The Best Managers Know How to Navigate A Paradigm Shift
by Rod Collins
The term paradigm shift has been so overused that, for many of us, the phrase is nothing more than the latest jargon used by leaders whose actions rarely match their words. As tends to happen with jargon, the term has been so over-applied and misused that it has become trivialized. As a consequence, when a real paradigm shift happens, it often remains hidden in plain sight. This becomes particularly problematic for managers struggling to maintain business continuity because these transformational events invariably disrupt established business models. This was a painful lesson the managers in the newspaper industry learned when their failure to recognize that their businesses were in the grasp of a paradigm shift became an irrevocable competitive disadvantage.
In 1995, software engineer Craig Newmark created an e-mail distribution list to notify fellow software developers of social events in and around San Francisco. As a newcomer to the Bay Area, Newmark thought this list of fellow geeks might be a good way for him to quickly build a community of friends and contacts and escape the sense of isolation that often accompanies a move to a new town. While Newmark intended the list to be a vehicle to broadcast social gatherings, serendipity took the budding Internet community in a very different direction when the growing list of subscribers began using the mailing list for general advertising postings. In particular, people who were looking to fill jobs discovered that the list was a great way to connect with job seekers possessing the skills they needed. In early 1999, as the popularity of the powerful classified advertising tool began to explode, Newmark was able to quit his regular job and work full-time running a new company he called Craigslist. Over the next few years, what began as a tool for meeting people became the deadliest competitor the newspaper industry had ever encountered when one of the industry’s primary revenue sources rapidly evaporated. A new business model for classified advertising had emerged and had completely disrupted the conventional way of doing business. Because its managers failed to recognize the paradigm shift, the reign of the newspapers as the kings of classified advertising was gone forever.
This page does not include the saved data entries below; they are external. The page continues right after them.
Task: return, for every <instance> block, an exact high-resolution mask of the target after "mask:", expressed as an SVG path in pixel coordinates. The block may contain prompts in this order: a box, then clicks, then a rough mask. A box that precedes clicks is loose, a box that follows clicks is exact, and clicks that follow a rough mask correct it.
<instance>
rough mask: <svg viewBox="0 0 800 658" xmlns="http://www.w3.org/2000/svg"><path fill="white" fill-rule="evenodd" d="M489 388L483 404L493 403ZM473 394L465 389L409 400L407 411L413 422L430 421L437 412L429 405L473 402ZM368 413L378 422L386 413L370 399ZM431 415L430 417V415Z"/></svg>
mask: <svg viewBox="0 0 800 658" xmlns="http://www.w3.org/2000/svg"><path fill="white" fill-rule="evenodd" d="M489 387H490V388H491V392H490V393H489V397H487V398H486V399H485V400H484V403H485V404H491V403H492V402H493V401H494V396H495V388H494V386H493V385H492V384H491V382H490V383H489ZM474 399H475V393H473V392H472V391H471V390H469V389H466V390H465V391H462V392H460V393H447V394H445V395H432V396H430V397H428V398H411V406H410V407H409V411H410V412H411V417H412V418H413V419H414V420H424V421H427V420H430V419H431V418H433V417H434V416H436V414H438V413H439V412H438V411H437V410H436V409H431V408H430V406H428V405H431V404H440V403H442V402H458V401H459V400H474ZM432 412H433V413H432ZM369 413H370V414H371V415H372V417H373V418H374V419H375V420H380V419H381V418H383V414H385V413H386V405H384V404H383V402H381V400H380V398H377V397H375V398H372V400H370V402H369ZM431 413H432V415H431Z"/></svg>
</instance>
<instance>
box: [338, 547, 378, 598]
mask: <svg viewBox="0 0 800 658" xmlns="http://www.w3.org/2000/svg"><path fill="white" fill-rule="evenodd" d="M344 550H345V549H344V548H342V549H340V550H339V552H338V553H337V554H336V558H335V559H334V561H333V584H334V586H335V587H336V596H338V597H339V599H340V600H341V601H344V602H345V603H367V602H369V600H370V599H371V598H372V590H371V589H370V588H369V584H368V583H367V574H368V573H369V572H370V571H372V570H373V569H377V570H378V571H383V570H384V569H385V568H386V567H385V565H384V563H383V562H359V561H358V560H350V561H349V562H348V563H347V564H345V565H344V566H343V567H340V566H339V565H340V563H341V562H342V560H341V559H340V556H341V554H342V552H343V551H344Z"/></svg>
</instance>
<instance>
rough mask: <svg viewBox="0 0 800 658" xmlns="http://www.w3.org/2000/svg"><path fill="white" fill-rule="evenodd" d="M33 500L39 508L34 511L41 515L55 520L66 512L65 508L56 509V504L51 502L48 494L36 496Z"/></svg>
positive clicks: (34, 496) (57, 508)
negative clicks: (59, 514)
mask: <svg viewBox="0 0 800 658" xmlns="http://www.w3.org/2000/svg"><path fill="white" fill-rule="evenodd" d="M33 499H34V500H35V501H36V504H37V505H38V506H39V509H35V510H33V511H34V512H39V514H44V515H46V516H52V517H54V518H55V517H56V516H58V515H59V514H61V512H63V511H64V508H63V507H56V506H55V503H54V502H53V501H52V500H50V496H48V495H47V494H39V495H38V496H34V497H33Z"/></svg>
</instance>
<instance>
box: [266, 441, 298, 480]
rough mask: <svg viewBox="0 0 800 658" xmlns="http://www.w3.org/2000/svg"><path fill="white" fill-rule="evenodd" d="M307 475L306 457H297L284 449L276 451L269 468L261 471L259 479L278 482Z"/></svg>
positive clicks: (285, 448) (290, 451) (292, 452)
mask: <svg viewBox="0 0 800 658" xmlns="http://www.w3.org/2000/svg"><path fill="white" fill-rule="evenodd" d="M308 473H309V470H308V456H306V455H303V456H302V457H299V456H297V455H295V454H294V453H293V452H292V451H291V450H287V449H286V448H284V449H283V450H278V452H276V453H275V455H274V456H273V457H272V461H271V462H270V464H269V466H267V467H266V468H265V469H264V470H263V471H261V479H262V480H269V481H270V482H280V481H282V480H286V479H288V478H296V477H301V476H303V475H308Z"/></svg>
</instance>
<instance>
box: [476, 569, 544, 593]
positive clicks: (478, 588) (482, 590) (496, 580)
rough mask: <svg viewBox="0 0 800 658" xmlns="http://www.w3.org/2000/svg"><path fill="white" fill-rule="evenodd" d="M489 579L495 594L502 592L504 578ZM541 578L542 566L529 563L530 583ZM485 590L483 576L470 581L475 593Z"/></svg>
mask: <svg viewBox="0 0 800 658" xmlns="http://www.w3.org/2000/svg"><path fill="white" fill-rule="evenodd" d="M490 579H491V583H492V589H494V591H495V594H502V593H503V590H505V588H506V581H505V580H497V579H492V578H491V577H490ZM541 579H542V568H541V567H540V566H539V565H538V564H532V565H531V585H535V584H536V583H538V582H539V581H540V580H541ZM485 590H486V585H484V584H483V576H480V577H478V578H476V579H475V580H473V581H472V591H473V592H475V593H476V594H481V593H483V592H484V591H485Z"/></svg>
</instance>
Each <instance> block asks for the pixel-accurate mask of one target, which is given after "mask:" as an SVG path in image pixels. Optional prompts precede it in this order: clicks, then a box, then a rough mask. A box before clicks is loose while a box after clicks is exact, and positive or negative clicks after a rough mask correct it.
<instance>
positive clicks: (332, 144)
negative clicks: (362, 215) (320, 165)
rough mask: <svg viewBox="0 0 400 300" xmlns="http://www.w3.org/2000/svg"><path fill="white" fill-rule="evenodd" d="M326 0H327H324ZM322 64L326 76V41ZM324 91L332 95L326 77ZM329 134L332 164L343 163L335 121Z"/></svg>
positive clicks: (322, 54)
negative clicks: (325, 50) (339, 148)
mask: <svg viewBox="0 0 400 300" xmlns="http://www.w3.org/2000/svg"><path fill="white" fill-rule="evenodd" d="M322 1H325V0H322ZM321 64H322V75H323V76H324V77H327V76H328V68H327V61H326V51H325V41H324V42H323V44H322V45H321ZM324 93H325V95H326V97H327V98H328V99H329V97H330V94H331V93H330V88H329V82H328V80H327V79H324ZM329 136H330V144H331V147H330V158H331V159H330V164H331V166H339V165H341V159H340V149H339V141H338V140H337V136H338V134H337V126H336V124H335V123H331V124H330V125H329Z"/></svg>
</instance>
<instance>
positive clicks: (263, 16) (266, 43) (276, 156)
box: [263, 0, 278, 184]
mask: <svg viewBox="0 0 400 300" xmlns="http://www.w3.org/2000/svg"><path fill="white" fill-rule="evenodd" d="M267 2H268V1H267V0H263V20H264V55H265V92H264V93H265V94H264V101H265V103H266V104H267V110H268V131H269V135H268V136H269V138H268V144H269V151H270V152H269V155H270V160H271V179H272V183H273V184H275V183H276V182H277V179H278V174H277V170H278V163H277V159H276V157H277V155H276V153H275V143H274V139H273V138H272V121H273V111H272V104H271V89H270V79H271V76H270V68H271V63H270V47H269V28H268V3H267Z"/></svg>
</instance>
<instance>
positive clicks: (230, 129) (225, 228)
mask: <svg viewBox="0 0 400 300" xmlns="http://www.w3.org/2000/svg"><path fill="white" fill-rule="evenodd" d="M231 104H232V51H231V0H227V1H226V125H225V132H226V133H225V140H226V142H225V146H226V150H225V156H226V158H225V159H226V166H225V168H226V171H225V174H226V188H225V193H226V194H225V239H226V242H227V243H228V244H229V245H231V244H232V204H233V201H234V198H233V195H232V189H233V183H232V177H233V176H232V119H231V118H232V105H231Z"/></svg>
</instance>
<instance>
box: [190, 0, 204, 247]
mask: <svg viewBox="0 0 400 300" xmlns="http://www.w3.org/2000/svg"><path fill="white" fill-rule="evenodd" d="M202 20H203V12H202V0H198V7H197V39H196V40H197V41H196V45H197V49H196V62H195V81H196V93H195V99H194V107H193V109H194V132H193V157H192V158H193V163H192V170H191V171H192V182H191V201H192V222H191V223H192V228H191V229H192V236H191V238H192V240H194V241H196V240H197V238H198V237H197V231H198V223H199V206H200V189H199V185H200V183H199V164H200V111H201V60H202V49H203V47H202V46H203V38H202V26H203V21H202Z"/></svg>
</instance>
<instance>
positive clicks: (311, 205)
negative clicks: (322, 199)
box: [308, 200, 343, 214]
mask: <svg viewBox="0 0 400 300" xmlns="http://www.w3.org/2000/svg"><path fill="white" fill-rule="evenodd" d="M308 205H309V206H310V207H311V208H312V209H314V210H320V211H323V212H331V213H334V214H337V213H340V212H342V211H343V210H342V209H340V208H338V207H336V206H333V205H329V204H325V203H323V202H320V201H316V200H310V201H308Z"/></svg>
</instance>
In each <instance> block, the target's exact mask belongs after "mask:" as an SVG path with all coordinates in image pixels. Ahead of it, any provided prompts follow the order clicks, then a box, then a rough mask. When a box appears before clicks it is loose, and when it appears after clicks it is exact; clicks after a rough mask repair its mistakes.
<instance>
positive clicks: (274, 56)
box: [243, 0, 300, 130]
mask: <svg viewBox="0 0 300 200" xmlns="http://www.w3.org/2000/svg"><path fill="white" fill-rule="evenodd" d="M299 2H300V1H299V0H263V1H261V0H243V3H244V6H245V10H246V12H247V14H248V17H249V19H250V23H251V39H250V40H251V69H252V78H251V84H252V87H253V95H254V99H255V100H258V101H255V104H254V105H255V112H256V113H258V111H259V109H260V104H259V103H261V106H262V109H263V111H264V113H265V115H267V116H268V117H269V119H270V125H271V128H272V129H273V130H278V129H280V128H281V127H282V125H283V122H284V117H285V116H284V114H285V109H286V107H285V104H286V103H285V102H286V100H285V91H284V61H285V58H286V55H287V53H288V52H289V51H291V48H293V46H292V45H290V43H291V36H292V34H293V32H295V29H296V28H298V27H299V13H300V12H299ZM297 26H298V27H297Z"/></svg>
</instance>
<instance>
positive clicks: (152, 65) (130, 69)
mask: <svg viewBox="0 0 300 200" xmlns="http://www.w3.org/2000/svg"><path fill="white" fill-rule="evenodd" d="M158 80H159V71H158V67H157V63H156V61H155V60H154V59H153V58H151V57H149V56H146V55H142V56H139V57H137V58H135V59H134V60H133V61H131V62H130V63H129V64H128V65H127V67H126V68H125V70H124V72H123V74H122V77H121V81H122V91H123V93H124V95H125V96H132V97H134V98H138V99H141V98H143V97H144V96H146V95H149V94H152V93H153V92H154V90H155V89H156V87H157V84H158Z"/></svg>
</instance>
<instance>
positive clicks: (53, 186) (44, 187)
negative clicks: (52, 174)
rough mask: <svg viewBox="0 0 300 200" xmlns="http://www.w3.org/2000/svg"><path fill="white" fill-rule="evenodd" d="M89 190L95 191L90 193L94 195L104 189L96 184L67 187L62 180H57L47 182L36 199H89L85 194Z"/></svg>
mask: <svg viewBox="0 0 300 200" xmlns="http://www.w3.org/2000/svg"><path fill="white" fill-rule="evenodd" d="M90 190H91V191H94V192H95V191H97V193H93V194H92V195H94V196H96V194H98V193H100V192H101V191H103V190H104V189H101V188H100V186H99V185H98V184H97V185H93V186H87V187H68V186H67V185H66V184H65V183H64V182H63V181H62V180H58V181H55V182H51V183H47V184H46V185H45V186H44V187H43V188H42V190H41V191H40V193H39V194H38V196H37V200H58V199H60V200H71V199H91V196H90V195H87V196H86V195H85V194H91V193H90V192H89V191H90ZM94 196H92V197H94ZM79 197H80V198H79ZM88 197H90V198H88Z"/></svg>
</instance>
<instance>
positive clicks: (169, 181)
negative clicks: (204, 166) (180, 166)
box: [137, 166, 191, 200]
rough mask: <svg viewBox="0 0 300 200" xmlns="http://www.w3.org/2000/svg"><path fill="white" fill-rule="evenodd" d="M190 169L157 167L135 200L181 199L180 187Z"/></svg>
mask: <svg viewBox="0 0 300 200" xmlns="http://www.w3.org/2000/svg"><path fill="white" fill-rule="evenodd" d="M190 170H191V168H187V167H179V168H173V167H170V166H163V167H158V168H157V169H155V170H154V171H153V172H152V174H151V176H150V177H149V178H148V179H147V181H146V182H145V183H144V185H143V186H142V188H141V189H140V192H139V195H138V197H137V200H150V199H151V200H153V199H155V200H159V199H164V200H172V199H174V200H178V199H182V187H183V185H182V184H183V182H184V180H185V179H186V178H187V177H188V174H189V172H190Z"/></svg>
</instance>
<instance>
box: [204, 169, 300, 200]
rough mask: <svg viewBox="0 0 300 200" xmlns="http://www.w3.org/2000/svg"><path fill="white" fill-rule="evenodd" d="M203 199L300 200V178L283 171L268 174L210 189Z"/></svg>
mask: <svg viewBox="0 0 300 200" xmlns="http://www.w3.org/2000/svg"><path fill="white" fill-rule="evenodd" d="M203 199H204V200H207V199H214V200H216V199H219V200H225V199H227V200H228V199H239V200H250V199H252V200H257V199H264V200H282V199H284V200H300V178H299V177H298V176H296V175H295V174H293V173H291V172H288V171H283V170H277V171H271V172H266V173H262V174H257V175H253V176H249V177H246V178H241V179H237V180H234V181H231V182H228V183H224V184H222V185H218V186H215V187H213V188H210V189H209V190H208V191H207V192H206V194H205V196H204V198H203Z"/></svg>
When a paradigm shifts occur on a large social scale—as is the case today with the sudden and rapid emergence of the Digital Age—there is a period of time when both the fading and the emerging mindsets coexist. This coexistence is rarely smooth because large-scale paradigm shifts, by their nature, are highly disruptive. As a practical matter, this time of transition creates unique and unprecedented challenges for many managers because they find themselves caught between two worlds. On the one hand, because they work closely with younger workers who, as digital natives, are fully versed in digital technology and its new ways of thinking and acting, managers intuitively grasp—even though they may not fully understand—that the world is rapidly changing. On the other hand, these managers must continue to please a corps of senior executives who are essentially digital strangers and who remain fully invested in the old ways of Industrial Age thinking.
The successful managers in today’s transitioning times are those who know how to skillfully navigate between these two worlds. They are the digital immigrants who, like the younger digital natives, are very conversant in digital technology. However, unlike their younger colleagues, the new technology is not hard-wired into their natural thinking. Thus, rather than being second nature—as is the case with the digital natives—the digital immigrant’s relationship with the new technology is more like a second language. Because these managers are proficient in understanding the ways of thinking and acting in both the old and the new worlds, they have an important role to play in guiding their organizations through the unprecedented challenges that accompany a large-scale paradigm shift. As digital immigrants, they are uniquely positioned to transition their organizations from old to new ways of thinking by translating the realities of our new digital world into language that their senior leaders can understand and act upon. In our rapidly changing times, whether or not companies in other industries escape the fate of the companies in the newspaper industry will likely depend upon how adept their digital immigrant managers are at navigating their organizations through a very real paradigm shift.